赤ちゃんって、まだごはんを食べられないよね。もしかして、お母さんのおっぱいだけを飲んでいるから、まだ悪玉菌がいないのかな?


カホも、赤ちゃんのときはそうだったよ。


じゃあ少しずつ大きくなって、いろいろなものを食べるようになると、それを通して悪玉菌も体の中に入ってくる。でも、善玉菌の方が強ければ、体の中は健康でいられる。そして、細菌たちが食べものの残りかすを分解してくれたものが、ウンチとして出てくる。ということは、ウンチを見れば、大腸の中がどうなっているかがわかるのかな?

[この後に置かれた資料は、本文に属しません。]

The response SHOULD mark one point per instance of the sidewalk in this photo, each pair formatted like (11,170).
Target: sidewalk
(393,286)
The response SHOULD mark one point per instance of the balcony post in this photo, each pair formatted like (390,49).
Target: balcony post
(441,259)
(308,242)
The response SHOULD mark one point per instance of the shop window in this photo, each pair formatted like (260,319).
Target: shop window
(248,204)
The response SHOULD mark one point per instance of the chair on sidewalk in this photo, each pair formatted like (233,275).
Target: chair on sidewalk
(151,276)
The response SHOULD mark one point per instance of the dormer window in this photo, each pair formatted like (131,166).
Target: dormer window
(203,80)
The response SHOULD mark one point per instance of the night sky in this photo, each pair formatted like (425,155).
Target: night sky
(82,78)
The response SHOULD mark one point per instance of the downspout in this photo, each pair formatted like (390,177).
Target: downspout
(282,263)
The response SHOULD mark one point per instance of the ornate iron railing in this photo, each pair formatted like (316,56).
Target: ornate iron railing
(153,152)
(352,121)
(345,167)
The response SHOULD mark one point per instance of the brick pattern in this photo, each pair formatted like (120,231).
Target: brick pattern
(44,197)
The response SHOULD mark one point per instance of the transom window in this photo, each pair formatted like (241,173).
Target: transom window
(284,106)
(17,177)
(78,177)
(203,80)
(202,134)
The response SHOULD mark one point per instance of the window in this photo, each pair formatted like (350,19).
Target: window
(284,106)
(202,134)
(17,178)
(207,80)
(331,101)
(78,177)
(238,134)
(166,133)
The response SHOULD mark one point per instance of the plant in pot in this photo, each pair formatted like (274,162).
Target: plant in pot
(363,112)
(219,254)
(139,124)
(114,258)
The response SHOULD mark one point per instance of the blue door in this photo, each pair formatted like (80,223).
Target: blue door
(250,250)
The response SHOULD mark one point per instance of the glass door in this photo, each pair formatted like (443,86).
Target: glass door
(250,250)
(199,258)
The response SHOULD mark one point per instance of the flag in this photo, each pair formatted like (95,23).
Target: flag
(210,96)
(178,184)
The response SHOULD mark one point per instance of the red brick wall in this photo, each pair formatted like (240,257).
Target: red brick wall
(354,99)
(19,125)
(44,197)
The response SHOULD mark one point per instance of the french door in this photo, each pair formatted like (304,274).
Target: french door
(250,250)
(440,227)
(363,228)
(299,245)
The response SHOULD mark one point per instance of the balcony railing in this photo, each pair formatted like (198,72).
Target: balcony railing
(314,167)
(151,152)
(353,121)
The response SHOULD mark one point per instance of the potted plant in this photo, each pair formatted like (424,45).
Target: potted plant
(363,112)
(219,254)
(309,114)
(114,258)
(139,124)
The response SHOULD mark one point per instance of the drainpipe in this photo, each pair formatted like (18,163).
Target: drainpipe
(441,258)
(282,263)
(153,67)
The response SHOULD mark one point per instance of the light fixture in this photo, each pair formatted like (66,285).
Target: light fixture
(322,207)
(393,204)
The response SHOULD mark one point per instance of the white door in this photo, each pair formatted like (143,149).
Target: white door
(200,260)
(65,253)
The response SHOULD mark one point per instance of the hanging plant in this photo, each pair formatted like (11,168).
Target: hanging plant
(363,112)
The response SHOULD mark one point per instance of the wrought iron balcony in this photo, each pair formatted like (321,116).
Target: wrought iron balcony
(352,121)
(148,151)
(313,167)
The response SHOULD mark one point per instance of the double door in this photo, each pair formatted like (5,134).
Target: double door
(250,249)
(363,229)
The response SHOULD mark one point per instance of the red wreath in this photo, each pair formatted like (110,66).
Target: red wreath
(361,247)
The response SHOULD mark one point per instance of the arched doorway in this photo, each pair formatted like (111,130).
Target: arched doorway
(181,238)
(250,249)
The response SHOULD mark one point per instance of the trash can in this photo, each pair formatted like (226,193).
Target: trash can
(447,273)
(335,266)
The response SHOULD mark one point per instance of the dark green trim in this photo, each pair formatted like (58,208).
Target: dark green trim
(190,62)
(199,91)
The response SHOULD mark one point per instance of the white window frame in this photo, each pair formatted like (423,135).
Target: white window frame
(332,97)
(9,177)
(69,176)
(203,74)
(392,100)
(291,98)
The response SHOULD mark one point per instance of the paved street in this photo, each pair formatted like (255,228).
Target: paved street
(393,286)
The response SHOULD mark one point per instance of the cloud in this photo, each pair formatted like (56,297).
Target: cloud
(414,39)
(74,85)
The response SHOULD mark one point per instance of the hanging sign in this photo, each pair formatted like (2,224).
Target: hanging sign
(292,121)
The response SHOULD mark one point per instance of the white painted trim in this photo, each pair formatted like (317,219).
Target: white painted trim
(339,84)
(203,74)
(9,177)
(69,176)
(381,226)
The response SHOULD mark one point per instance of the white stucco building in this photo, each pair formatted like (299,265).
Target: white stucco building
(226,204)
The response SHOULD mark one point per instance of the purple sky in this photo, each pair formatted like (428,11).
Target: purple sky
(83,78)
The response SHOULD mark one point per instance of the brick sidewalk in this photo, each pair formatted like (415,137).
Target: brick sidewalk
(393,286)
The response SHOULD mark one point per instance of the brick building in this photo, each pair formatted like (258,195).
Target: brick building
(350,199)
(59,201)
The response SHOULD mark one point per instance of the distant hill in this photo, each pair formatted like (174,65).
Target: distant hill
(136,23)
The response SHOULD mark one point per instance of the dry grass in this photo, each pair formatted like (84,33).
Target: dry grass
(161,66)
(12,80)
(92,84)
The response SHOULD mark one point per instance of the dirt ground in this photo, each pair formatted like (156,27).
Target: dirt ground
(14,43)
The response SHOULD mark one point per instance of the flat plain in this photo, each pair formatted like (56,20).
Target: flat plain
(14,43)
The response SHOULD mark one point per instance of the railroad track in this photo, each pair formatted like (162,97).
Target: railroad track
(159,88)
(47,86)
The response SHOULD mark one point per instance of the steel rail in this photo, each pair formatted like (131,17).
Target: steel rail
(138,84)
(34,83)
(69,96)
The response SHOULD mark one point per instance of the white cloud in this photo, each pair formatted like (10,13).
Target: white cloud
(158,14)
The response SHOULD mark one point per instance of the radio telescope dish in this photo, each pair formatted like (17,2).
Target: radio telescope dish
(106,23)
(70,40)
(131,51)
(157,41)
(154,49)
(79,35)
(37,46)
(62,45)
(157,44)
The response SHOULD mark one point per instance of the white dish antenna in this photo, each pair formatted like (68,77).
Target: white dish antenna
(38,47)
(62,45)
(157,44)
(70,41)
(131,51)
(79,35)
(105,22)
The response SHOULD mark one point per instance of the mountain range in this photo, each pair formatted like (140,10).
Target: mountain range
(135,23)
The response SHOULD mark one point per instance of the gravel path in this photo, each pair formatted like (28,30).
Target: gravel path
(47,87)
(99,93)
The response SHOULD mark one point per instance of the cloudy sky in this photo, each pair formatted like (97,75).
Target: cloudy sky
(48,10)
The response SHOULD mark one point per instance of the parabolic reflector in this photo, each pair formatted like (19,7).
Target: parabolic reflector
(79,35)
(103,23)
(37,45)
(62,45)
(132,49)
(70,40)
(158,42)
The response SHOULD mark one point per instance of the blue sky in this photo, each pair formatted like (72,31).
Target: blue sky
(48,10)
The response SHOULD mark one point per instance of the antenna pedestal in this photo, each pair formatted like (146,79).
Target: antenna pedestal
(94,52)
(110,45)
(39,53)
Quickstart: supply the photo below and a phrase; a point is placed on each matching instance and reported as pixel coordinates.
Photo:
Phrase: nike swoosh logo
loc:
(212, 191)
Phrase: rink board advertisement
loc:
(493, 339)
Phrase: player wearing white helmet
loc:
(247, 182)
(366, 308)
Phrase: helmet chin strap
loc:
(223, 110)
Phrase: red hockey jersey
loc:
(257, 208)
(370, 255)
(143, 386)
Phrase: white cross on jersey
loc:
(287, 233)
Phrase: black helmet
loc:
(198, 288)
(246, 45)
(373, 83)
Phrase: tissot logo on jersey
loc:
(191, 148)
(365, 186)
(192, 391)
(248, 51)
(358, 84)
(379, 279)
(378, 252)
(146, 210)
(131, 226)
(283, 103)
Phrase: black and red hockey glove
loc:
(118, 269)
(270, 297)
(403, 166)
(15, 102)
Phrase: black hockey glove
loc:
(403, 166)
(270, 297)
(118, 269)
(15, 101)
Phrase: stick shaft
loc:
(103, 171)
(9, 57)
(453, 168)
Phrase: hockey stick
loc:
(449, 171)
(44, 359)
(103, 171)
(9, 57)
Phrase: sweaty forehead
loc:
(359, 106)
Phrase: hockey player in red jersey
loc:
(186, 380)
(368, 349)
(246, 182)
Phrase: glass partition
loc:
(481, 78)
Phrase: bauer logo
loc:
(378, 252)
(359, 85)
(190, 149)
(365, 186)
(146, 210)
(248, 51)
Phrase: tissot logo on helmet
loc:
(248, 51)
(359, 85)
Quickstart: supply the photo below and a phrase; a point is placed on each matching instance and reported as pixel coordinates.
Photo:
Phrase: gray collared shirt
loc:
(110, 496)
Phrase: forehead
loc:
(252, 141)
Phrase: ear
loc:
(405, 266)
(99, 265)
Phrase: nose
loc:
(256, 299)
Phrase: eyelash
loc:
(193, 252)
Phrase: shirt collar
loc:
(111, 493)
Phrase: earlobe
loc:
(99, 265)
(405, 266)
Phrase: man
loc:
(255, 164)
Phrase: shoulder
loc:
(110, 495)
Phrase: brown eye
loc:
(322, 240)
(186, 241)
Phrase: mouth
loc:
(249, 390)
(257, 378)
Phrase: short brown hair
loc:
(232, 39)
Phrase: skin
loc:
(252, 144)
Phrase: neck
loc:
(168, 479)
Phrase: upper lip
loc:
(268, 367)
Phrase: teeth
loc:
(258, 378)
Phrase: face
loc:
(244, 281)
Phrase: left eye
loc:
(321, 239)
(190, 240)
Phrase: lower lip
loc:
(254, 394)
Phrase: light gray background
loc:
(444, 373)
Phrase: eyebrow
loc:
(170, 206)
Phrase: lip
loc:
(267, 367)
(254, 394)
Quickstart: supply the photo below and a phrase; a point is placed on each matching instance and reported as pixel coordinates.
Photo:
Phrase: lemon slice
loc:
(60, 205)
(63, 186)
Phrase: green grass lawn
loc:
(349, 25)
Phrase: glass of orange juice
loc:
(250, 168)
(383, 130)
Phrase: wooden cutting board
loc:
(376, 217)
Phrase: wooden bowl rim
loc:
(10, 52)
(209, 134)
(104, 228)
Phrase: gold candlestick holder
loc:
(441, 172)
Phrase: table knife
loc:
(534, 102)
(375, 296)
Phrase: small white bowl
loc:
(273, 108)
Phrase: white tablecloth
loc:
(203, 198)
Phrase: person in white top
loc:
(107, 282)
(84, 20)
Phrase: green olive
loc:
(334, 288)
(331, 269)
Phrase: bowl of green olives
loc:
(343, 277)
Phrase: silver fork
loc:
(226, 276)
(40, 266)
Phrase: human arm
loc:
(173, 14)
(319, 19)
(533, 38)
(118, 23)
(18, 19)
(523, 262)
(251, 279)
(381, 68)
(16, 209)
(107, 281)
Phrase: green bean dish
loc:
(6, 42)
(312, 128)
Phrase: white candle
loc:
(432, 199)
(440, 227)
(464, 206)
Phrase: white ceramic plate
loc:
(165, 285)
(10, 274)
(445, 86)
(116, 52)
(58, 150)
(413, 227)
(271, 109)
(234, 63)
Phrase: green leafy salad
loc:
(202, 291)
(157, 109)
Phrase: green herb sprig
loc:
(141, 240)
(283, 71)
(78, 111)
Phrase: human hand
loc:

お、見事!ちゃんと最後までたどり着いたね。それが「ウンログ」の仕組みだよ。ウンチは、体の中で何が起こったのかを教えてくれるんだ。だから、毎日のウンチを確認していれば、体の調子がわかる。何を食べれば、どうなるのか。それが体に良い食べ物だったのかどうかも、ウンチでわかるんだ。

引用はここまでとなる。